Happy computing! --dbk

Tags: PCIe X16 X8, Caffe, GPU, Machine Learning
Aman Sinha

What was the Batch size and number of iterations that you used to train AlexNet and other networks?

Posted on 2018-02-09 08:50:15
Donald Kinghorn

Good question because that could possibly have a performance effect with X8 vs X16. I apologize for not putting more detail in this post about how I ran the tests. It was really just one of those "quick" ... I wonder what the effect would be dropping to X8.

I ran those jobs with a batch size of 64. I ran for 30 full epochs on a training set with 960893 images from the IMAGENET ILSVRC2012 data set.

I usually try to set a batch size that will mostly fill the GPU memory. For the 1070's on that model a batch size of 64 was OK. On a TitanXp or 1080Ti I would have used a batch size of 128. For testing GPU's I often just increase the batch size until the job wont start because of GPU memory and then lower it back down a bit (but I do like powers of 2 :-).

I really like to have full X16! The performance hit from dropping to X8 could be very dependent on specific job and application code. However, one of the early, big, problems with GPU compute was hiding latency and bandwidth over the PCIe bus. There was a lot of effort put in by devs to make good use of buffering and such to minimize the hit so it became best practice to put thought and effort into that problem. ... but still, X16 is a safer bet!

I'm anxious to see systems come out with PCIe v4. The spec is out and IBM is implementing on POWER. Unfortunately Intel decided not to use it on Purley platform ... shame really because I think they possibly could have included it!
--Don

Posted on 2018-02-09 18:35:31
ibmua

The other problem is when will NVidia use it and whether it will.

Posted on 2018-04-22 20:20:22
Donald Kinghorn

I don't know when we'll see more adoption of PCIe 4 or 5 but it probably wont be until 2019. I'm disappointed with Intel on that. ... I think it will have a large effect on overall platform performance when it is finally adopted but ... I hear you ... how manufactures will exploit it is uncertain.

As another note I had several people ask me about PCIe bandwidth performance differences at GTC. I'm going to try to get some more testing in soon using multiple cards with variation from X1 to X16 (if I can) Specifically I'll look at machine learning codes ... probably with TensorFlow.

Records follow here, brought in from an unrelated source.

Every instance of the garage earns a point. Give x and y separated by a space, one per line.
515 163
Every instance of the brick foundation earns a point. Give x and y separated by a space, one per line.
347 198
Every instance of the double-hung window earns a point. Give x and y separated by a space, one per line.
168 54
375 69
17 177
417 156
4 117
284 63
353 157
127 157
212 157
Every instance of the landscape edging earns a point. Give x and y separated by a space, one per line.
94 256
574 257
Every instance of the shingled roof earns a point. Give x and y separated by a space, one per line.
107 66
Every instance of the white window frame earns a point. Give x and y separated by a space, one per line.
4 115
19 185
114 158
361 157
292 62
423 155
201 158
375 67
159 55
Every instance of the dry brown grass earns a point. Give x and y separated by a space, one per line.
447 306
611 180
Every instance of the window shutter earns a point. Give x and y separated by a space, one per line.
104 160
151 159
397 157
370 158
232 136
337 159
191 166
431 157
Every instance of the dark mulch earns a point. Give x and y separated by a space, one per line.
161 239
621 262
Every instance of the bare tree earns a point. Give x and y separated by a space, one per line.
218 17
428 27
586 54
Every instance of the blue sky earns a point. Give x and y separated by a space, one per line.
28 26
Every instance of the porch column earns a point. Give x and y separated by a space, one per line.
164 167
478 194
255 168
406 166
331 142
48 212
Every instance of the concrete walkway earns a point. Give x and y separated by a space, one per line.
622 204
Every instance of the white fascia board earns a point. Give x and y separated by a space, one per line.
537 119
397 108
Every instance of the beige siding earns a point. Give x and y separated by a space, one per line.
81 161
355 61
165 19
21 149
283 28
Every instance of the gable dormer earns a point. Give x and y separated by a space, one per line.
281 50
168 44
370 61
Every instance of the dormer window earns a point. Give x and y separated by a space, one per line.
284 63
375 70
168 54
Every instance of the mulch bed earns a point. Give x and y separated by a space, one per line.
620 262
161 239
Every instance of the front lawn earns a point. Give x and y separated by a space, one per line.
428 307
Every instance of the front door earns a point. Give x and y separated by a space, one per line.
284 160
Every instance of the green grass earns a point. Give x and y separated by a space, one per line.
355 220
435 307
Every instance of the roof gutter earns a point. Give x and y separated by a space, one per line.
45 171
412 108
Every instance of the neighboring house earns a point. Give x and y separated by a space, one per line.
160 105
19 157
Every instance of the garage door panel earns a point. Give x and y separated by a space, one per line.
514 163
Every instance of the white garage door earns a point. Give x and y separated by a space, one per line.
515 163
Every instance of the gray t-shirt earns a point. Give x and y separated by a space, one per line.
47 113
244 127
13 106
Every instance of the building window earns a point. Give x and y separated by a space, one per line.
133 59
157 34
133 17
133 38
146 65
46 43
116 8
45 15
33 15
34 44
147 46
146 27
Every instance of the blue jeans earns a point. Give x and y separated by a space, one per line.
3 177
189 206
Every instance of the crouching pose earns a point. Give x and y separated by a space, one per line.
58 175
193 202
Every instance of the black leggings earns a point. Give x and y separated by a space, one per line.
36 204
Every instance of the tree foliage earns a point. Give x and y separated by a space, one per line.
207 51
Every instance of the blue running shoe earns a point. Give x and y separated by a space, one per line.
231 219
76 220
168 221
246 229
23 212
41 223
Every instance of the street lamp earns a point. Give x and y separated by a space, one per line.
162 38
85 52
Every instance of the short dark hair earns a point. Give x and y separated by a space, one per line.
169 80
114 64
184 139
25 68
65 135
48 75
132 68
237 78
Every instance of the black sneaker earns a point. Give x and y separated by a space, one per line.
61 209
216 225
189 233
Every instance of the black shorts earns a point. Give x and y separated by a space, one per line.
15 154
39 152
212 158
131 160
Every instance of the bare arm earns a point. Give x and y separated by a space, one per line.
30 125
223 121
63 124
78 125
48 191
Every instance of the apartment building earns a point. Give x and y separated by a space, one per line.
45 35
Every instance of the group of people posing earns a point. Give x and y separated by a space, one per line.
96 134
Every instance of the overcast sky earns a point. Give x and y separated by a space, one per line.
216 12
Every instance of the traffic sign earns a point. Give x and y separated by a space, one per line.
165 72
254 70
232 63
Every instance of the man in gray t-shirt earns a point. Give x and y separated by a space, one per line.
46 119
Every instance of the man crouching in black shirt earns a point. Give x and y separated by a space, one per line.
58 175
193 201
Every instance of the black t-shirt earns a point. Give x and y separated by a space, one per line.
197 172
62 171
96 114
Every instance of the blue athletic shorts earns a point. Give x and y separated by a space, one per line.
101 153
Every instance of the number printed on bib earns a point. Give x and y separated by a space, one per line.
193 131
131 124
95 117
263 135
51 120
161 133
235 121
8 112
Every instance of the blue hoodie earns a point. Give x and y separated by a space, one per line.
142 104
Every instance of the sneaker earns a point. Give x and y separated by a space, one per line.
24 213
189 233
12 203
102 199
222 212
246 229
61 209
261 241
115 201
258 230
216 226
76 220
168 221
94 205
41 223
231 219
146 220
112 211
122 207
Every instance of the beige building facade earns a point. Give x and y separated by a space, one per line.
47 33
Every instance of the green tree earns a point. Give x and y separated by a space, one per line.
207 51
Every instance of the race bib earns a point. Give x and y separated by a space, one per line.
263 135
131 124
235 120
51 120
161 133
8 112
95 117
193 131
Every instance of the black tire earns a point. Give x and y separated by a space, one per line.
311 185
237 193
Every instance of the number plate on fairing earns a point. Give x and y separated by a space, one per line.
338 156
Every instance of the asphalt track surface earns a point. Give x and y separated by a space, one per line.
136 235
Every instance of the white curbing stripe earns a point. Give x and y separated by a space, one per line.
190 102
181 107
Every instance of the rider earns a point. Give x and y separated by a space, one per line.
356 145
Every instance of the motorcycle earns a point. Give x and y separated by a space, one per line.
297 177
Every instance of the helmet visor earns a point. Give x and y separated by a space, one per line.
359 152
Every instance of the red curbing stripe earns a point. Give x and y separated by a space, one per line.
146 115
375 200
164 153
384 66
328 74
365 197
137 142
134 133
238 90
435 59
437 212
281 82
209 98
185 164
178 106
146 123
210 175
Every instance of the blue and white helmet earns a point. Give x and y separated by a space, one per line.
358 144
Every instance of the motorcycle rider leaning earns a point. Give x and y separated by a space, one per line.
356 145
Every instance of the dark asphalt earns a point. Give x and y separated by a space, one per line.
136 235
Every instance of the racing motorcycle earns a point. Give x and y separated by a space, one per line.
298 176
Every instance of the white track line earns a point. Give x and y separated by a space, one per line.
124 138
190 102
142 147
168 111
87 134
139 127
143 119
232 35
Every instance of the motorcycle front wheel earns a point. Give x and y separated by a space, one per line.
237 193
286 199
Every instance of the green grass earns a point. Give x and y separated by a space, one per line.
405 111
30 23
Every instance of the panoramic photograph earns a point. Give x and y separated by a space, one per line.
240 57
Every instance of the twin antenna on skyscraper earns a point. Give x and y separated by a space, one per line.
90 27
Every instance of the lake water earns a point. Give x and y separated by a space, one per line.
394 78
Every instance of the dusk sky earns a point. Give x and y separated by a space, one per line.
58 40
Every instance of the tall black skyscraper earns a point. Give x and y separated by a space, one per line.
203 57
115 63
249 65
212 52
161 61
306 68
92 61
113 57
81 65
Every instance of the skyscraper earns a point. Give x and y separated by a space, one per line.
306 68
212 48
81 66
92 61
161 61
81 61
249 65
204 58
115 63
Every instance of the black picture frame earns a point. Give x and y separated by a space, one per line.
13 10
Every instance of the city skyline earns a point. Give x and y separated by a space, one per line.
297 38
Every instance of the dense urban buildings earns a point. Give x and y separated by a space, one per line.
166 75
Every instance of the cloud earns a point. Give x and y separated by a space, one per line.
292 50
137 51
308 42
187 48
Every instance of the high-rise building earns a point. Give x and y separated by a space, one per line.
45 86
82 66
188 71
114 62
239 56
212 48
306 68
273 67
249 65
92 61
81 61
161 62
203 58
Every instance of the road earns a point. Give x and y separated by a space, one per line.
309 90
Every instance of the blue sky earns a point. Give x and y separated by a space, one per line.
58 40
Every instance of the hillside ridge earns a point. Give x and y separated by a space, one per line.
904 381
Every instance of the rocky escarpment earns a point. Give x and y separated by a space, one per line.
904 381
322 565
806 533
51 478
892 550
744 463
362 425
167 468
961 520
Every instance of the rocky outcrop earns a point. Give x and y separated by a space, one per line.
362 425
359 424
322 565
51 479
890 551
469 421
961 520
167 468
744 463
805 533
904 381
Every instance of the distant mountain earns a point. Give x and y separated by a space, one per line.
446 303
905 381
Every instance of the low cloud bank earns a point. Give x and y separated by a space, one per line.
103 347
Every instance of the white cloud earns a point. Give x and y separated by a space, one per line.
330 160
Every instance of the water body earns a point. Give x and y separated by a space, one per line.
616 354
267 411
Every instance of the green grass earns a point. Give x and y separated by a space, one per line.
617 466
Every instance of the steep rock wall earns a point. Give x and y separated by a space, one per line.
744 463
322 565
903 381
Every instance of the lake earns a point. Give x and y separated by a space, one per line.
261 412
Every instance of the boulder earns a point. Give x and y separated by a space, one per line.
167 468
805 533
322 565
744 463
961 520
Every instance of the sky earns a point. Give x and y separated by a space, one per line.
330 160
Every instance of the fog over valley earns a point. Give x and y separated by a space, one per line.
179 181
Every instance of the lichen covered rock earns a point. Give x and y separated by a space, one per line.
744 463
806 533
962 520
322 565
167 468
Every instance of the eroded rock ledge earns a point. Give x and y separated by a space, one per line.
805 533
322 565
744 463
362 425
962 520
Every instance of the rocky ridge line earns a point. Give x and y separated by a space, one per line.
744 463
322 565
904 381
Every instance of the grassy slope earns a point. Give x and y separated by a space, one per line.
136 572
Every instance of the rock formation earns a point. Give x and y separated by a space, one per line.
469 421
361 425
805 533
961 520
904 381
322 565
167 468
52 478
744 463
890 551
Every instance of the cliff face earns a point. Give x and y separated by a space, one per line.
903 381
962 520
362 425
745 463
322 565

It will be interesting to see what effect there is. Some folks are wondering if they can use an X1 mining rig for AI research! :-)

Posted on 2018-04-23 16:38:50
maiconfaria

the "Device to Device Bandwidth" seems to be a copy to the gpu itself, or not? It's a little bit strange that this communication is faster them device to host as these hardware configuration doesn't allow direct communication between devices.

Posted on 2018-07-13 18:47:46
Donald Kinghorn

My understanding is that peer-to-peer is direct GPU to GPU through UVA (Unified Virtual Memory Access) that's what the kernel module nvidia_uvm is for... Having said that, I really don't know the inner workings of the p-to-p code or ... NCCL for that matter. In the "real world" it seems there is always something to interfere with performance that's hard to explain by looking at performance specs.

Here's an an old webinar slide-deck that has some info,
https://developer.download....

Posted on 2018-07-16 01:09:38
maiconfaria

I thought UVA was only a software layer to overthrow host copies. Seems I was wrong.

Posted on 2018-07-16 02:33:07
Donald Kinghorn

I do like your comment! It brings up something important in general. Looking at stuff like the p2p and bandwidth numbers can be deceiving! In this post I was stunned by the results. I had done the fist test runs using a generator to pull batch sized chunks from storage and saw there was essentially no difference from X8 to X16. That's why I decided to do a full memory load of the data so I wasn't being bottlenecked by that batch load. The thing is it made very little difference. It is not what I expected!

I've been doing hardware/software performance testing and evaluation for a long time. In "the old days" it was pretty easy to make predictions based on specs and low level performance numbers. ... now ... it's almost impossible to predict how a give code + data + hardware + firmware + OS will run. The overall systems have become very complex. Also, there are so many details to track like firmware, driver modules,... and they are dynamic! [ example; the new Intel Skylake-X -W -SP processors have 5 different clocks! ... and security patches can clobber performance for some jobs in unpredictable ways ... ]

All, we can do is report what we see and hope it makes sense :-)
Thanks --Don

Posted on 2018-07-16 16:22:39